According to meteorologists, the air over the Antarctica has hit record icy levels not typical with this time of the year

An extremely cold polar vortex sitting over the Antarctica is likely to have serious effects on Australia’s weather pattern during summer.

According to meteorologists, the air over the Antarctica has hit record icy levels not typical with this time of the year, and this comes in the aftermath of varying weather patterns experienced in several parts of the country in recent weeks.

Besides the ongoing La Nina conditions, this lingering polar vortex is set to deliver above average rains and less extreme heat in the months ahead.

Ben Domensino, a Weatherzone meteorologist noted that the daily weather being witnessed in Australia was being caused by interactions between the low and high pressure systems closer to the Earth’s surface.

As air moves from high-pressured areas to low-pressured regions, the event delivers rainfall and clouds.

Meteorologists are warning that abnormal activities in the Antarctica are affecting these systems, and in turn impacting Australia’s summer.

This stack of cold air is covered by a ring of strong westerly winds forming the polar vortex.

“In a typical year, the polar vortex peaks in winter and breaks down in spring as sunlight returns to the South Pole and the air in the stratosphere warms up,” Mr Domensino said.

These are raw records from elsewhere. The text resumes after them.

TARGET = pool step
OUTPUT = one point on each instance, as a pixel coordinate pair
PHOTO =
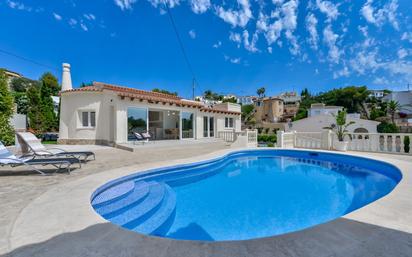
(190, 176)
(139, 193)
(132, 217)
(113, 194)
(159, 223)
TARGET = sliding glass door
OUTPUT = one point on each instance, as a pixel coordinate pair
(211, 127)
(208, 126)
(187, 125)
(205, 126)
(136, 121)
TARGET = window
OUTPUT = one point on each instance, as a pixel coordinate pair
(136, 121)
(228, 122)
(187, 125)
(88, 119)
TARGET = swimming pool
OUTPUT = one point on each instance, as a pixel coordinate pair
(244, 195)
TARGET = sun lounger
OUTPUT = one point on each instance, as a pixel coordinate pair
(139, 138)
(38, 149)
(9, 159)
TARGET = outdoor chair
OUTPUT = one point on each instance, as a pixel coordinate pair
(9, 159)
(38, 149)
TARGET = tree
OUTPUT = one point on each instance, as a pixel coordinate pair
(86, 84)
(21, 101)
(49, 119)
(163, 91)
(50, 81)
(247, 114)
(6, 112)
(21, 84)
(210, 95)
(34, 113)
(261, 92)
(340, 128)
(230, 100)
(392, 109)
(305, 94)
(386, 127)
(351, 98)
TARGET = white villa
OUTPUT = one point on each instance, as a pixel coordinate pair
(322, 109)
(109, 114)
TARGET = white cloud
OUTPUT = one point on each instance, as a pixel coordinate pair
(57, 16)
(381, 81)
(83, 27)
(90, 16)
(18, 6)
(311, 23)
(192, 34)
(125, 4)
(402, 53)
(380, 16)
(341, 73)
(407, 36)
(240, 17)
(235, 37)
(217, 44)
(72, 22)
(233, 60)
(170, 3)
(285, 19)
(250, 45)
(200, 6)
(330, 39)
(329, 9)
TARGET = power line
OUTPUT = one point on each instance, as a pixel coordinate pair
(28, 60)
(182, 48)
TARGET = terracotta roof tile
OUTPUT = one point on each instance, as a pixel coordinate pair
(149, 96)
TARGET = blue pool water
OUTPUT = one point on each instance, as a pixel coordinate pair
(244, 195)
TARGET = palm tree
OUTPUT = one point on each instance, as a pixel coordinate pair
(261, 92)
(393, 108)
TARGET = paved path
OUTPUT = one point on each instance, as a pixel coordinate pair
(19, 188)
(42, 219)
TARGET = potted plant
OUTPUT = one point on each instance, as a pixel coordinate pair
(340, 129)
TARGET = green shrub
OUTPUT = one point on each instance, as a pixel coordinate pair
(6, 131)
(386, 127)
(406, 144)
(267, 138)
(6, 112)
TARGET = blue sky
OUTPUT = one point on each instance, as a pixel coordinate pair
(234, 46)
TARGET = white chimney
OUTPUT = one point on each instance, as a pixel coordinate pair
(66, 78)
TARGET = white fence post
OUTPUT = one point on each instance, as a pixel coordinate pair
(279, 142)
(326, 139)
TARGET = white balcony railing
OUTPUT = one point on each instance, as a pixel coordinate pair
(365, 142)
(248, 137)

“However, this year, the vortex has persisted well into November at an unprecedented strength.”

This is the main reason why peak temperatures have remained below average in most parts of southeastern Australia in the last two weeks.

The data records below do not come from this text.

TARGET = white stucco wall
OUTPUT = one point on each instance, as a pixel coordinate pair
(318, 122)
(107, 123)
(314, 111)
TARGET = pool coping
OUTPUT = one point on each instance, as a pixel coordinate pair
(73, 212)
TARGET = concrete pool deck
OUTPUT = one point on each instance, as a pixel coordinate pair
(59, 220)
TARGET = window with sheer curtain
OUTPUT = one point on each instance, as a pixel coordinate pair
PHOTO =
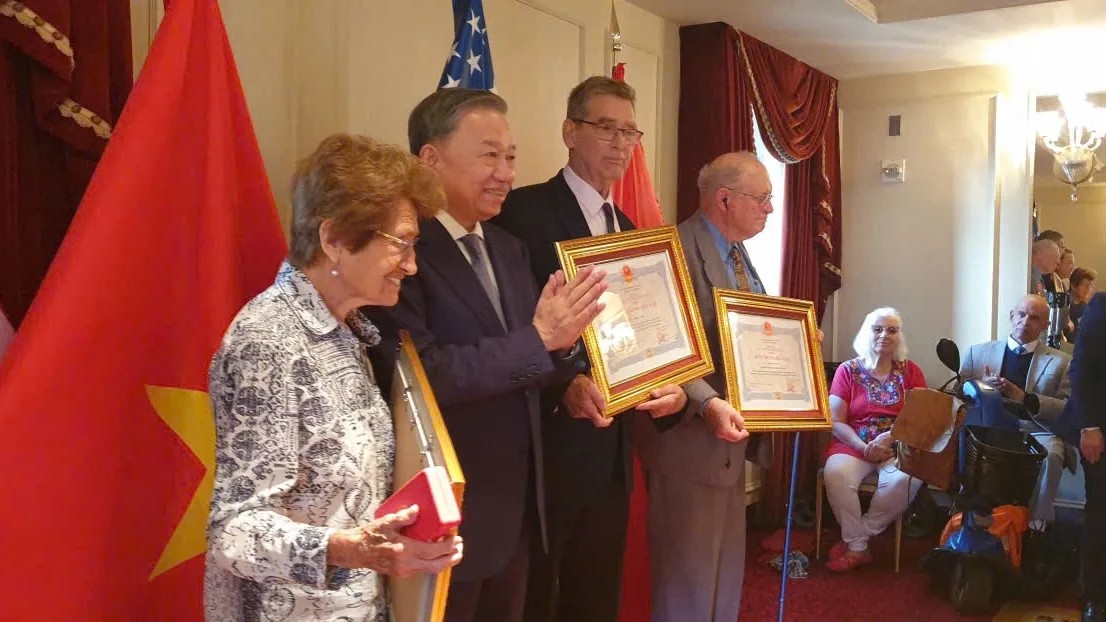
(765, 249)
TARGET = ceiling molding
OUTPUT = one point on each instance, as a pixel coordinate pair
(891, 11)
(866, 8)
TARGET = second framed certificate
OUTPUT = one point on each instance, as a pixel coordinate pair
(772, 361)
(649, 333)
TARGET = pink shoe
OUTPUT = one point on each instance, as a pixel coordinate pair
(849, 560)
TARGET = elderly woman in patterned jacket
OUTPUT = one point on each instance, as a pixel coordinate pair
(866, 395)
(304, 443)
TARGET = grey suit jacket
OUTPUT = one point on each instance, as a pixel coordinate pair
(1047, 375)
(1047, 379)
(689, 449)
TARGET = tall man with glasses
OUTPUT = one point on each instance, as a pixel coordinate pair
(588, 458)
(696, 469)
(488, 342)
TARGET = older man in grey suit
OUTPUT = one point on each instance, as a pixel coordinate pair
(1028, 371)
(696, 469)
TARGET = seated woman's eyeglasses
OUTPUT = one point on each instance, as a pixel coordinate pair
(606, 132)
(404, 246)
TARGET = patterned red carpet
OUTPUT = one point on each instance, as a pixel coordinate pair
(868, 593)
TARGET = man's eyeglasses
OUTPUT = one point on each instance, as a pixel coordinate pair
(761, 199)
(404, 246)
(606, 132)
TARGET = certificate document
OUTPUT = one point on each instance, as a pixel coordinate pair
(773, 363)
(642, 328)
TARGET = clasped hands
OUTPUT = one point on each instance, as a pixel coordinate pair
(879, 448)
(379, 546)
(1009, 390)
(584, 401)
(566, 308)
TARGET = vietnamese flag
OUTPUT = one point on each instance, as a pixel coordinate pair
(106, 437)
(634, 193)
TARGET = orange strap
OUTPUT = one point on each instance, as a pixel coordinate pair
(1008, 526)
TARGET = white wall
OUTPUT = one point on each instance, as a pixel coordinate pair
(948, 248)
(1083, 224)
(311, 69)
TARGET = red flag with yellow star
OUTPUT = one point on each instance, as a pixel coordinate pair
(106, 438)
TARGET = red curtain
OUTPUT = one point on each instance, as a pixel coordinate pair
(64, 75)
(796, 110)
(716, 116)
(724, 75)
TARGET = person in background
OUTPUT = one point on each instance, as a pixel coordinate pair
(1028, 371)
(1054, 236)
(304, 444)
(866, 395)
(1083, 289)
(1082, 423)
(1045, 260)
(1065, 267)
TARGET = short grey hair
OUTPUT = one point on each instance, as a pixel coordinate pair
(594, 86)
(720, 174)
(864, 344)
(437, 115)
(1045, 244)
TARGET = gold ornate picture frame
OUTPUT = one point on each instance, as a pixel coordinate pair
(772, 360)
(421, 441)
(650, 332)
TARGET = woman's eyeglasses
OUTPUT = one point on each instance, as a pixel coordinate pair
(404, 246)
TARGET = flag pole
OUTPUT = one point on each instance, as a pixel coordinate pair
(615, 39)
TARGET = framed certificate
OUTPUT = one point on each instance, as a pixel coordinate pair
(773, 361)
(421, 441)
(649, 333)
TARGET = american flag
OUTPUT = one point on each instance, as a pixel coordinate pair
(469, 63)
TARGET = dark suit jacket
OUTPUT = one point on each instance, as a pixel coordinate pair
(580, 458)
(1086, 407)
(486, 380)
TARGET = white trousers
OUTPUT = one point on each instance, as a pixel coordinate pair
(894, 493)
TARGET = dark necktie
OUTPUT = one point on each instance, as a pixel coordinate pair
(476, 246)
(608, 217)
(739, 269)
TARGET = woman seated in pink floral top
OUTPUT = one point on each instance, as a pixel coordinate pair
(866, 395)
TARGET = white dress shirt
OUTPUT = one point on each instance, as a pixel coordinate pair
(1012, 345)
(457, 231)
(591, 201)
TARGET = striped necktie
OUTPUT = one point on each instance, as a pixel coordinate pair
(739, 269)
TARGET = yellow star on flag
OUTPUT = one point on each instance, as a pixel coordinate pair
(188, 413)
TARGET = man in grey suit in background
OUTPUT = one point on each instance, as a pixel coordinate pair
(1028, 371)
(696, 470)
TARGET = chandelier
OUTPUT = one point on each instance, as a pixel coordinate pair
(1072, 135)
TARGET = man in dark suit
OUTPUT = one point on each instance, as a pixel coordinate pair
(488, 342)
(588, 465)
(696, 470)
(1082, 423)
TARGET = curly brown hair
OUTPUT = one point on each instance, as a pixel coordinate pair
(355, 182)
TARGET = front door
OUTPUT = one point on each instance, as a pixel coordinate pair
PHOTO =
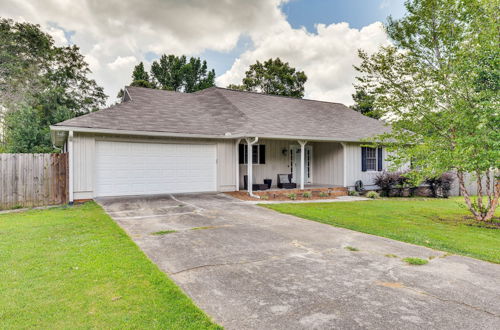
(295, 163)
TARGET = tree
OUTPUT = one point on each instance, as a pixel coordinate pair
(139, 73)
(438, 85)
(273, 77)
(168, 72)
(40, 84)
(197, 76)
(364, 102)
(176, 73)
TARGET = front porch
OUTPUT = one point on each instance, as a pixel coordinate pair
(310, 192)
(314, 167)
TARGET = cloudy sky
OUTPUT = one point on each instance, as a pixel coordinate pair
(320, 37)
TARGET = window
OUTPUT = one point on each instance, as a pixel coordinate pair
(371, 159)
(258, 154)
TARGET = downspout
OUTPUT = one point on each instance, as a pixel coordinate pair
(70, 166)
(344, 154)
(250, 144)
(302, 161)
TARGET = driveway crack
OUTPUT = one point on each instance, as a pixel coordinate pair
(226, 264)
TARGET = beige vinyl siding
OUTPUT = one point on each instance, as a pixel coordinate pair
(353, 166)
(328, 163)
(84, 160)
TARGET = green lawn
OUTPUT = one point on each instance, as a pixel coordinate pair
(435, 223)
(75, 268)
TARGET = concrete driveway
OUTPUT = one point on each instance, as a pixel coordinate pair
(252, 268)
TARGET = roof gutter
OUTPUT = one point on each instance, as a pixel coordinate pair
(200, 136)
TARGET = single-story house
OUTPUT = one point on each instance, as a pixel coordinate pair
(158, 141)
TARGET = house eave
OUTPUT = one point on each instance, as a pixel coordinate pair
(57, 129)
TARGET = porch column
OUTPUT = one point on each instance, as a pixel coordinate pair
(302, 161)
(250, 144)
(70, 167)
(237, 162)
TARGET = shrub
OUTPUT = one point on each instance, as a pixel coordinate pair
(372, 194)
(440, 186)
(386, 181)
(394, 183)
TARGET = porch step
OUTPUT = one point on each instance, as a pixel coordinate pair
(315, 192)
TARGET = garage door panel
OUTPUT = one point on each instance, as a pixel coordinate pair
(126, 168)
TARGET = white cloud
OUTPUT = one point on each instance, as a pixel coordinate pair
(327, 56)
(108, 30)
(113, 35)
(123, 62)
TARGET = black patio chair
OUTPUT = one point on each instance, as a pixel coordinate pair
(285, 181)
(255, 186)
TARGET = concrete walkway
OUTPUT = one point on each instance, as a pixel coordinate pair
(252, 268)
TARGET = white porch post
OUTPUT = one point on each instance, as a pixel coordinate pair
(302, 161)
(237, 162)
(250, 144)
(70, 167)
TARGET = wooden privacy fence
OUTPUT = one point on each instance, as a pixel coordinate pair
(33, 180)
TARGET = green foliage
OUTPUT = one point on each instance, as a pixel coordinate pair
(372, 194)
(72, 266)
(40, 84)
(273, 77)
(438, 87)
(415, 261)
(25, 132)
(441, 224)
(440, 186)
(139, 74)
(175, 73)
(364, 103)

“There was a particularly cool spell last Thursday, which produced Sydney’s coldest November day in 26 years,” Mr Domensino added.

In conclusion, Mr Domensino stated that though not all regions in Australia have witnessed an increase in wet weather, several areas in eastern NSW had already surpassed the average November rainfall just a third of the days into the month.

While this may signify a wetter summer, he alleged that the strong vortex arriving alongside the La Nina and other major climate drivers was set to stem the impending fire season by bringing in more drought-relieving showers.